Donald Trump et sa salle de bal : l’étrange argument sécuritaire avancé devant la justice
Donald Trump a récemment publié une vidéo sur son réseau Truth Social, dans laquelle il apparaît aux côtés de George Washington, soulevant des questions sur la construction d’une salle de bal à la Maison-Blanche. Ce projet, qui suscite des critiques au sein de l’opposition démocrate ainsi que parmi des architectes et des historiens, est défendu par Trump et ses conseillers comme essentiel pour la sécurité nationale.
Contexte factuel
La salle de bal envisagée aurait une superficie de plus de 8 000 m² et un coût estimé à plus de 900 millions de dollars. La démolition de l’aile Est, prévue pour octobre 2025, constitue le plus grand chantier sur le site depuis plus d’un siècle. Cependant, les travaux ont démarré sans autorisation préalable, entraînant plusieurs recours juridiques. En décembre 2025, le National Trust a demandé à la cour fédérale de suspendre le chantier tant qu’il n’aurait pas reçu l’aval du Congrès.

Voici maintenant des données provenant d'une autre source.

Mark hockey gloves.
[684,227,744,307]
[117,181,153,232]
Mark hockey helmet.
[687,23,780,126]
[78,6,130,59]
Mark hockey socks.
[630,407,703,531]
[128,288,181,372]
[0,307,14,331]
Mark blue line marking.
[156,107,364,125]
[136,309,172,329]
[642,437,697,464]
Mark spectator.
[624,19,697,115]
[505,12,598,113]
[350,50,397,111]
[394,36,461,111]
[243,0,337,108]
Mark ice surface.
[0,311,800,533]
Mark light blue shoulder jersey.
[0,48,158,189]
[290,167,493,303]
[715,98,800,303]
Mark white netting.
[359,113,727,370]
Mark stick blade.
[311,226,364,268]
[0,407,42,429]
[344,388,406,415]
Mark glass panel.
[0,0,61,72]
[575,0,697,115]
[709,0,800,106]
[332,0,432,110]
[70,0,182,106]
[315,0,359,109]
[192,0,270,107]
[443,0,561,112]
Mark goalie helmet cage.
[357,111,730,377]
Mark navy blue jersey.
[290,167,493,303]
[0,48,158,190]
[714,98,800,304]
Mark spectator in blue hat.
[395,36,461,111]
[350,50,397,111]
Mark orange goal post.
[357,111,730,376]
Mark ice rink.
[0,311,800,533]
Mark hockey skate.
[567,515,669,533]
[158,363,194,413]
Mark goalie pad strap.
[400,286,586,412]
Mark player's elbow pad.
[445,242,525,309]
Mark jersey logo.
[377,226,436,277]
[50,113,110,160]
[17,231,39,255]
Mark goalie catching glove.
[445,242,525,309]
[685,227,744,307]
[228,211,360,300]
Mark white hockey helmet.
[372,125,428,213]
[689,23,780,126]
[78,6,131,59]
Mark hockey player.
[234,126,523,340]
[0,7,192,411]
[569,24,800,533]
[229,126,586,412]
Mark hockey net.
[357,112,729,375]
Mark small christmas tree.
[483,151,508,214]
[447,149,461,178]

Un juge fédéral avait déjà ordonné la suspension des travaux, décision confirmée par la Cour d’appel de Washington le 7 août, qui a également imposé un délai jusqu’au 21 août pour la suspension. Trump a alors porté l’affaire devant la Cour suprême le 14 août, marquant la première fois que cette institution se prononce sur un projet majeur de son administration.
Données ou statistiques
Le secrétaire à l’Armée, Daniel P. Driscoll, a déclaré sous serment que la construction de la salle de bal était nécessaire pour protéger la Maison-Blanche d’éventuelles attaques, en évoquant des tentatives d’assassinat passées. Il a expliqué que l’architecture du projet permettrait d’optimiser la sécurité en créant une « distance de sécurité » lors d’une explosion.
Conséquence directe
Les travaux de la salle de bal, prévus pour s’achever à l’été 2028, dépendent désormais des décisions judiciaires qui détermineront si le projet pourra aller de l’avant.